Wednesday 9 December 2009

Ky. to stick with 3-drug execution protocol


By BRETT BARROUQUERE
Associated Press Writer

Kentucky plans to keep using a three-drug cocktail on death row inmates and won't use Ohio's novel one-drug overdose method, as officials work through legal hurdles so executions can resume in the state.

Kentucky Justice and Public Safety Cabinet spokeswoman Jennifer Brislin told The Associated Press on Monday that the current protocol will be put through public hearings as the state seeks to comply with a Kentucky Supreme Court ruling.

"We're filing to put our existing protocol into place," Brislin said.

The state's high court ruled 4-3 last month that Kentucky didn't properly adopt it's lethal injection protocol and barred any executions until the method was redone. The ruling didn't challenge the technique that has passed U.S. Supreme Court scrutiny and is used by dozens of other states. State officials will not appeal that ruling.

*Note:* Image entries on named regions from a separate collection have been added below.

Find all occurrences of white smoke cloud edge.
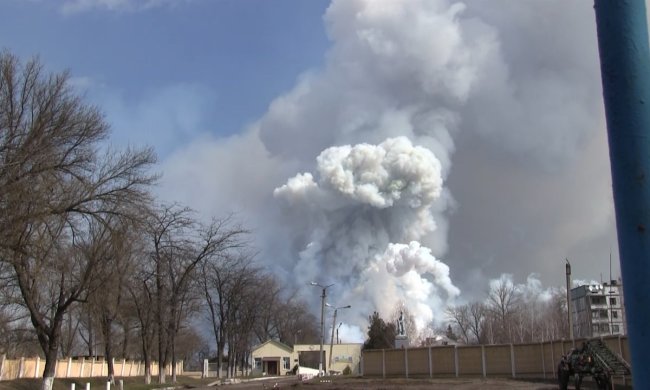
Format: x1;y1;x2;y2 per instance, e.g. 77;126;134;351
274;137;460;329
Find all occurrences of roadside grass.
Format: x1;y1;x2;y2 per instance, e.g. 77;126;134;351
0;376;216;390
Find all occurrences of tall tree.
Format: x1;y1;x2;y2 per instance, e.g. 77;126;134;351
363;312;397;349
147;205;247;383
0;52;155;390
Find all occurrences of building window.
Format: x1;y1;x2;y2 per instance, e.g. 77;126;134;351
591;295;607;305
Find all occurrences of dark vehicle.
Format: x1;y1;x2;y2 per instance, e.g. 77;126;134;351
557;339;630;390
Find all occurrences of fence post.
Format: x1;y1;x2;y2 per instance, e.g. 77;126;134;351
551;341;556;378
481;344;487;378
18;357;25;379
539;342;546;379
381;349;386;379
0;353;7;381
510;344;517;378
404;346;409;379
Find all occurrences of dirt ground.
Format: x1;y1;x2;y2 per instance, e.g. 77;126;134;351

Kentucky injects condemned inmates with sodium thiopental, a fast-acting sedative; pancuronium bromide, which causes paralysis; and potassium chloride, which causes cardiac arrest.

Ohio is expected to become on Tuesday the first state to use an overdose of a single drug to execute an inmate, 51-year-old Kenneth Biros.

Ohio switched to a single-drug procedure after the botched execution of Romell Broom that was halted by Gov. Ted Strickland in September. Executioners tried for two hours to find a usable vein for injection, painfully hitting bone and muscle in as many as 18 needle sticks. Broom, 53, has appealed the state's attempt to try again.

Kentucky's process for approving the lethal injection protocol includes a public hearing as well as a chance for the public to comment by e-mail or letter about different aspects of the protocol.

The Department of Corrections then can respond to those comments. Various legislative committees can review the protocol, though it's ultimately up to Gov. Steve Beshear to re-adopt the procedure.

Courts around the country have split over whether states should have to follow the administrative procedures in adopting a lethal injection protocol. Courts in Maryland, Nebraska and California have found that the administrative procedures requirement applies to lethal injection, while courts in Missouri and Tennessee ruled that it doesn't.

Kentucky's three-drug protocol also is under attack in federal court by five inmates who are challenging the protocol, the practice of giving Valium to inmates before an execution and how the state acquires the drugs used.

Kentucky has 35 death row inmates. The state has executed three men since reinstating the death penalty in 1976, most recently in November 2008.